A pathway to citizenship for undocumented immigrants, including essential workers and so-called Dreamers brought to the U.S. as children, has long been a crucial priority of the Democratic base.
Sen. Bob Menendez, D-N.J., another major player on immigration, suggested to reporters that he would be unwilling to pass relief for immigrants seeking employment-based visas in the absence of broader revisions, though he would be open to reducing family-based visa backlogs.
“I am not going to solve businesses’ problems when they are absent from the immigration discussion,” Menendez said. “If we’re talking about recapturing visas for family backlog under the legal immigration system, I certainly would consider that.”
Kerri Talbot, deputy director at The Immigration Hub, told reporters last month that green card recapture was not part of the initial reconciliation plan submitted to MacDonough in September but that it may be up for discussion later.
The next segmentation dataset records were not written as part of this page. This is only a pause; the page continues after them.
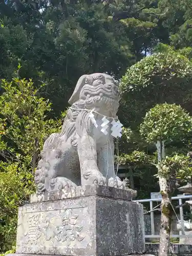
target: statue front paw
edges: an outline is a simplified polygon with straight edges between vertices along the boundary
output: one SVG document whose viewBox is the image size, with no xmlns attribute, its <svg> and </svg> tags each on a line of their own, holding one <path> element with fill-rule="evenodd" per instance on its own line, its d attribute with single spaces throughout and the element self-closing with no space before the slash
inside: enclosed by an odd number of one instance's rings
<svg viewBox="0 0 192 256">
<path fill-rule="evenodd" d="M 102 176 L 98 172 L 87 172 L 83 176 L 83 179 L 81 180 L 81 185 L 106 185 L 106 178 Z"/>
<path fill-rule="evenodd" d="M 108 186 L 110 187 L 116 187 L 121 189 L 126 189 L 126 185 L 124 182 L 117 176 L 114 178 L 111 177 L 109 179 Z"/>
<path fill-rule="evenodd" d="M 57 177 L 51 180 L 49 190 L 61 190 L 65 188 L 76 186 L 76 184 L 66 178 Z"/>
</svg>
Democrats are currently considering whether to offer a third plan to MacDonough, possibly granting undocumented immigrants temporary relief through some form of parole.
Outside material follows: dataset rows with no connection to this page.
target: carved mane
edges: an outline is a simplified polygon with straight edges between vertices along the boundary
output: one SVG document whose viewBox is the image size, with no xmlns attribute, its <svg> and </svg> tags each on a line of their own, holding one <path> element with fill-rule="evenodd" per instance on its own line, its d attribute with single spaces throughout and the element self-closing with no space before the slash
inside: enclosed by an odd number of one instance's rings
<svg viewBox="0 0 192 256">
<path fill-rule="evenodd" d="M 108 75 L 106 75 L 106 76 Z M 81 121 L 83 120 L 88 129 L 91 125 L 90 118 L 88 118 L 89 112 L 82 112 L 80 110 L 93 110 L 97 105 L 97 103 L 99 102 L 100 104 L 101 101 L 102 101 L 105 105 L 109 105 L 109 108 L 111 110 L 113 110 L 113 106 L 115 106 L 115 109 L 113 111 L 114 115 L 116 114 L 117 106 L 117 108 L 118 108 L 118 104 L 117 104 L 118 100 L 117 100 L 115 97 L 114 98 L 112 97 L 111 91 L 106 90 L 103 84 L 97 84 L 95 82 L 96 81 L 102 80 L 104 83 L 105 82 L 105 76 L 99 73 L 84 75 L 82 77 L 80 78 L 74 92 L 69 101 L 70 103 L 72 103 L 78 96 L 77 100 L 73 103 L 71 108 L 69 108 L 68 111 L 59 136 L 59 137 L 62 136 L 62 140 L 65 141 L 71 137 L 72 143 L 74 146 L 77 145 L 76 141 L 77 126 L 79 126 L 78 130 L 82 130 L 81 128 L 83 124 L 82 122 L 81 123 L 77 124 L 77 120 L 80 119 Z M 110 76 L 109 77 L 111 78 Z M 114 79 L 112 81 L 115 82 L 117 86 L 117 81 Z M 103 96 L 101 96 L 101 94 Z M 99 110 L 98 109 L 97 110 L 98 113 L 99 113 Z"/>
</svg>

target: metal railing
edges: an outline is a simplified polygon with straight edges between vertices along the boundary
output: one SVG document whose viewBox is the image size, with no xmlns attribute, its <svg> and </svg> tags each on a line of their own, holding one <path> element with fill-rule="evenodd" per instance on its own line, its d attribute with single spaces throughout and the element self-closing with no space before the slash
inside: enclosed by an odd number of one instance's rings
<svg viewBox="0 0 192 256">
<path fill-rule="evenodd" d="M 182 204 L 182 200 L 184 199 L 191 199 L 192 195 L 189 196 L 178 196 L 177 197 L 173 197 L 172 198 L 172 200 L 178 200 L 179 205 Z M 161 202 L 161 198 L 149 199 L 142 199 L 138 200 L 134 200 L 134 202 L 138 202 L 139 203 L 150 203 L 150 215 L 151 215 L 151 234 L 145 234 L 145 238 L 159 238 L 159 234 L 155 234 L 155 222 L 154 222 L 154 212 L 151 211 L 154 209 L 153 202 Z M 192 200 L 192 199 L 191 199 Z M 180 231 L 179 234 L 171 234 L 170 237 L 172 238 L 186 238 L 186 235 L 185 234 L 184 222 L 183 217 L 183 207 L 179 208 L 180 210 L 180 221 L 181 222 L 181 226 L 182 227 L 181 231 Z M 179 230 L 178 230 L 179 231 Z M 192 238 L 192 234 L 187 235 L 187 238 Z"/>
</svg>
“I do believe they’ll first pursue legalization ideas, and then I do believe that at some point they will also discuss recapture with her as well,” Talbot said.
Immigration advocates argue that the green card recapture and visa quota fee provisions are the most likely to fly under the arcane Senate rules that limit reconciliation bills to policy changes strictly budgetary in nature.
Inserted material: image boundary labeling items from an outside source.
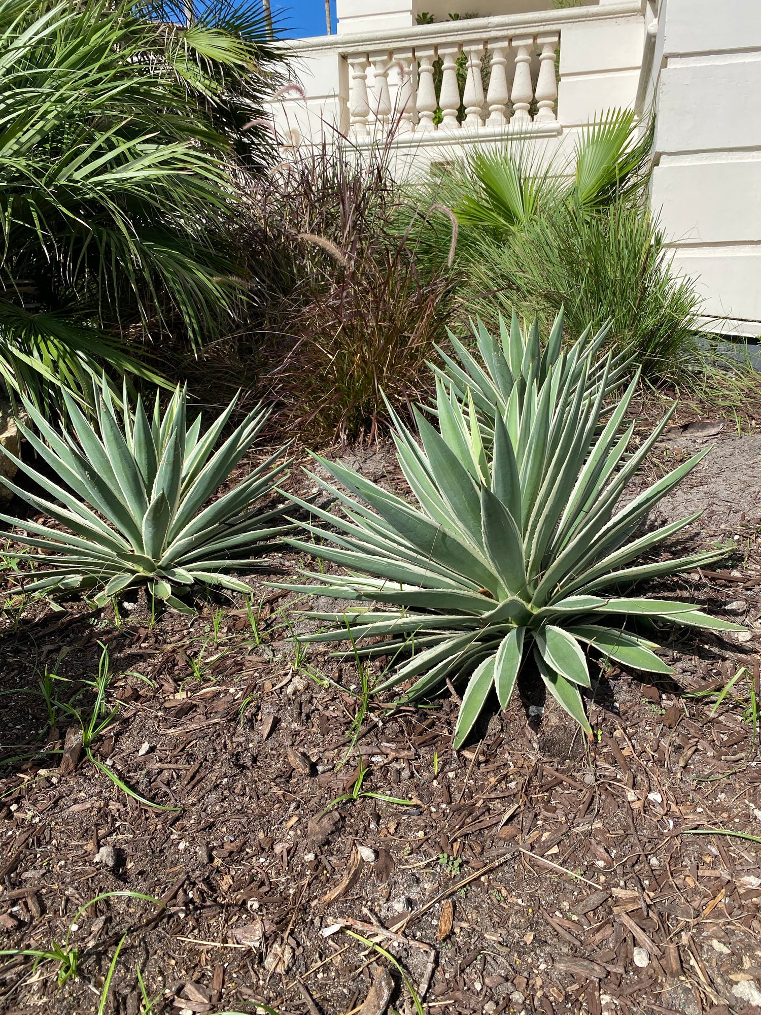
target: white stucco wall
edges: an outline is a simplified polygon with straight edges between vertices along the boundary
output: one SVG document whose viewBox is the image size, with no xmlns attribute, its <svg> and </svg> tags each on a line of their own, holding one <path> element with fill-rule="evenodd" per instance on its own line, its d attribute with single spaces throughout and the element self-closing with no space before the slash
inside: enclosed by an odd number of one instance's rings
<svg viewBox="0 0 761 1015">
<path fill-rule="evenodd" d="M 710 324 L 761 333 L 761 3 L 661 0 L 652 207 Z"/>
</svg>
An amendment to a 2005 reconciliation bill that passed in the Senate, but was not ultimately included in the final bill, included a narrow green card recapture. The situation may not offer the clearest precedent, Neufeld said, since the measure had broad bipartisan support and the parliamentarian never issued a specific ruling.
But MacDonough’s arguments in her initial ruling last month suggest she might be open to provisions that don’t change the number of green cards being offered, as the legalization provisions would — only the timeline.
“It doesn’t change who’s eligible, it just changes when they would receive their benefits, so nobody would be able to apply for a green card who can’t already apply for a green card,” Neufeld said. “It changes the timing of benefits, which seems more budgetary in nature than changing who gets benefits.”
Whether the green card options get offered suggests a divide between House and Senate Democrats on the issue.
Rep. Zoe Lofgren, D-Calif., chair of House Judiciary’s immigration panel, noted the importance of the green card recapture provisions in the version of the plan her committee advanced.
“It’s bad for the U.S. economy to let congressionally authorized immigrant visas go to waste, especially when demand for these visas is so high. That’s why we included provisions in the House Judiciary Committee-passed reconciliation legislation to address this,” Lofgren said in a statement.
“Congress and the Biden Administration should work together to prevent bureaucratic processing delays, decrease existing visa backlogs, and ensure that unused visas are recaptured and available for use,” she said.